Stress‐Induced Evolutionary Innovation: A Mechanism for the Origin of Cell Types

• Published in: BioEssays Vol. 41; no. 4; pp. e1800188 - n/a
• Main Authors: Wagner, Günter P., Erkenbrack, Eric M., Love, Alan C.
• Format: Journal Article
• Language: English
• Published: United States Wiley Subscription Services, Inc 01.04.2019
• Subjects: Animals; Biological Evolution; Cell differentiation; Cell Lineage; Cell Plasticity; cell type origin; Cellular stress response; Decidua; Developmental plasticity; Differentiation (biology); Embryos; Environmental changes; Evolution; evolutionary innovation; Genetic transformation; Humans; inflammation; Innovations; Models, Biological; novelty; Phenotypic plasticity; phenotypic variation; Phenotypic variations; physiological response; Plastic properties; Plasticity; Pregnancy; stress response; Stress, Physiological; Stromal Cells - cytology; cell type origin; plasticity; stress response; novelty; evolutionary innovation
• ISSN: 0265-9247; 1521-1878; 1521-1878
• DOI: 10.1002/bies.201800188

Understanding the evolutionary role of environmentally induced phenotypic variation (i.e., plasticity) is an important issue in developmental evolution.

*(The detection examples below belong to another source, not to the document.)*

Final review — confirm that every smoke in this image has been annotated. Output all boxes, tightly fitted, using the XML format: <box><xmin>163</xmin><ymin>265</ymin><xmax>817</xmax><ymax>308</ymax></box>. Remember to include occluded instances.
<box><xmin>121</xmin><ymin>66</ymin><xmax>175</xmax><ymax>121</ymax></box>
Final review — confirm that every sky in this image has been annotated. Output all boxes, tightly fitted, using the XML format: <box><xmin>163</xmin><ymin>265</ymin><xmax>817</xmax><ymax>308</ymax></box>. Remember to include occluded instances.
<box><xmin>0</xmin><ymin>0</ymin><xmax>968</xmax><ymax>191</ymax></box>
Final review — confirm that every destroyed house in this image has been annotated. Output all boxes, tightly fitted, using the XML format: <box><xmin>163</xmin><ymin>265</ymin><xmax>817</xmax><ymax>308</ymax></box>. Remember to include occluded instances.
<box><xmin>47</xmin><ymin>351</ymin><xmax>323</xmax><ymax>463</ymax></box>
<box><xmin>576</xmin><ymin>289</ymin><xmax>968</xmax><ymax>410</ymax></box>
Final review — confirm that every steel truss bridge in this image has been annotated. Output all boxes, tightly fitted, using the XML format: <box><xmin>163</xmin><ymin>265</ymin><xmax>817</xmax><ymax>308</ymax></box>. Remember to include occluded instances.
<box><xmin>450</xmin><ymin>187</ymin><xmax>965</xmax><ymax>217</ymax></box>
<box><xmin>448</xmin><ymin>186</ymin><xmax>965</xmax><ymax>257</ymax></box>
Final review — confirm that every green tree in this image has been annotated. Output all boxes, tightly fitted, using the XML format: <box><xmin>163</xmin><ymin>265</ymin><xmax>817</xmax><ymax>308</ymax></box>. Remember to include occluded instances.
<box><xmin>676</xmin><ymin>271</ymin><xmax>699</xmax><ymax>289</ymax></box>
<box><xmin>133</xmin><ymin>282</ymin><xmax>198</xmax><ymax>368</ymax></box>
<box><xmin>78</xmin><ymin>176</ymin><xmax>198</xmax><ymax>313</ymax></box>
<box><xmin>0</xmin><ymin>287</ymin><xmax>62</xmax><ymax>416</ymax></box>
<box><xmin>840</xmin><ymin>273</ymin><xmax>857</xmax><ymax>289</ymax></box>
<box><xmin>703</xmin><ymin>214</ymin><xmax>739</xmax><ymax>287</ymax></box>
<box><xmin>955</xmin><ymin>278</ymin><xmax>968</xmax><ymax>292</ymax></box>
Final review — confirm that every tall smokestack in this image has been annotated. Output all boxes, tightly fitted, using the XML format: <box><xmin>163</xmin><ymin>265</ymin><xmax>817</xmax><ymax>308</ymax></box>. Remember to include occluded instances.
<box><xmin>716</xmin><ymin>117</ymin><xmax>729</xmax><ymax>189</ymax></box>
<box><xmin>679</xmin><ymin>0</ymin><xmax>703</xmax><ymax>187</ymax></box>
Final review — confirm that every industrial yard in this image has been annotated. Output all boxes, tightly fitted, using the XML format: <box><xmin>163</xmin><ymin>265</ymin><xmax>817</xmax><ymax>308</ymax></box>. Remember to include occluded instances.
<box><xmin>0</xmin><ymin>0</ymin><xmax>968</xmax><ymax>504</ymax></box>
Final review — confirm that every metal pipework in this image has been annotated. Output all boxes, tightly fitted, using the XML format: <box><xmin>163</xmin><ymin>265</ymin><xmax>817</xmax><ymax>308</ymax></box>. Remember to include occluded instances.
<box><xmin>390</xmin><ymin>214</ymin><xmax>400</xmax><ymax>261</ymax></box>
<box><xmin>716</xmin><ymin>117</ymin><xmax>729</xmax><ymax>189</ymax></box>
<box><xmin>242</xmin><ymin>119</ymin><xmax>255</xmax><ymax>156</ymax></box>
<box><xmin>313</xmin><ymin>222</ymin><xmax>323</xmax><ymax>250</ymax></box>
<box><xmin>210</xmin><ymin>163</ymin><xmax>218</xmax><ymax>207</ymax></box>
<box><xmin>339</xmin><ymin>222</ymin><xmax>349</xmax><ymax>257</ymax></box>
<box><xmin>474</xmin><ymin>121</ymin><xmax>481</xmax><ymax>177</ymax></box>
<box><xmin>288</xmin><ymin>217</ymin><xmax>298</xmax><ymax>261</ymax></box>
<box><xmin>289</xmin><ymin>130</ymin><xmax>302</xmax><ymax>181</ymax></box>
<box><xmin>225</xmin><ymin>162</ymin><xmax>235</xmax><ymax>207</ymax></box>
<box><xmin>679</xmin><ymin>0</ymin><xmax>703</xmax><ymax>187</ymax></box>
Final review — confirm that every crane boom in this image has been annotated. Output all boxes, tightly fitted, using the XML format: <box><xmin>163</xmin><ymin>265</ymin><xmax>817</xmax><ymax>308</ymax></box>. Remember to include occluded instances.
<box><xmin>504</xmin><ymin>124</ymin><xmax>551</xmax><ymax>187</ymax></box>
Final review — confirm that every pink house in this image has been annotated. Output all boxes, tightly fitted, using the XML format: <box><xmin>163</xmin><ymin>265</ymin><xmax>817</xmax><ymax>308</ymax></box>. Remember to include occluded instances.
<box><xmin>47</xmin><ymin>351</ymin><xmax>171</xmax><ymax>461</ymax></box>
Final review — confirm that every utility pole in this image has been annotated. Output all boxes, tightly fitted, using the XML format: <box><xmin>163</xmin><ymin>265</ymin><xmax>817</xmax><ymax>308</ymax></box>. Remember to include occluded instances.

A major physiological response to environmental change is cellular stress, which is counteracted by generic stress reactions detoxifying the cell. A model, stress‐induced evolutionary innovation (SIEI), whereby ancestral stress reactions and their corresponding pathways can be transformed into novel structural components of body plans, such as new cell types, is described. Previous findings suggest that the cell differentiation cascade of a cell type critical to pregnancy in humans, the decidual stromal cell, evolved from a cellular stress reaction. It is hypothesized that the stress reaction in these cells was elicited ancestrally via inflammation caused by embryo attachment. The present study proposes that SIEI is a distinct form of plasticity‐based evolutionary change leading to the origin of novel structures rather than adaptive transformation of pre‐existing characters. Cells frequently counteract environmental stress by conserved molecular mechanisms, leading to stress mitigation or apoptosis. Increasingly, studies on cellular stress responses intersect with cell type differentiation programs. It is hypothesized that integration of these conserved pathways is a mechanism of stress‐induced evolutionary innovation that is capable of generating novel cell types.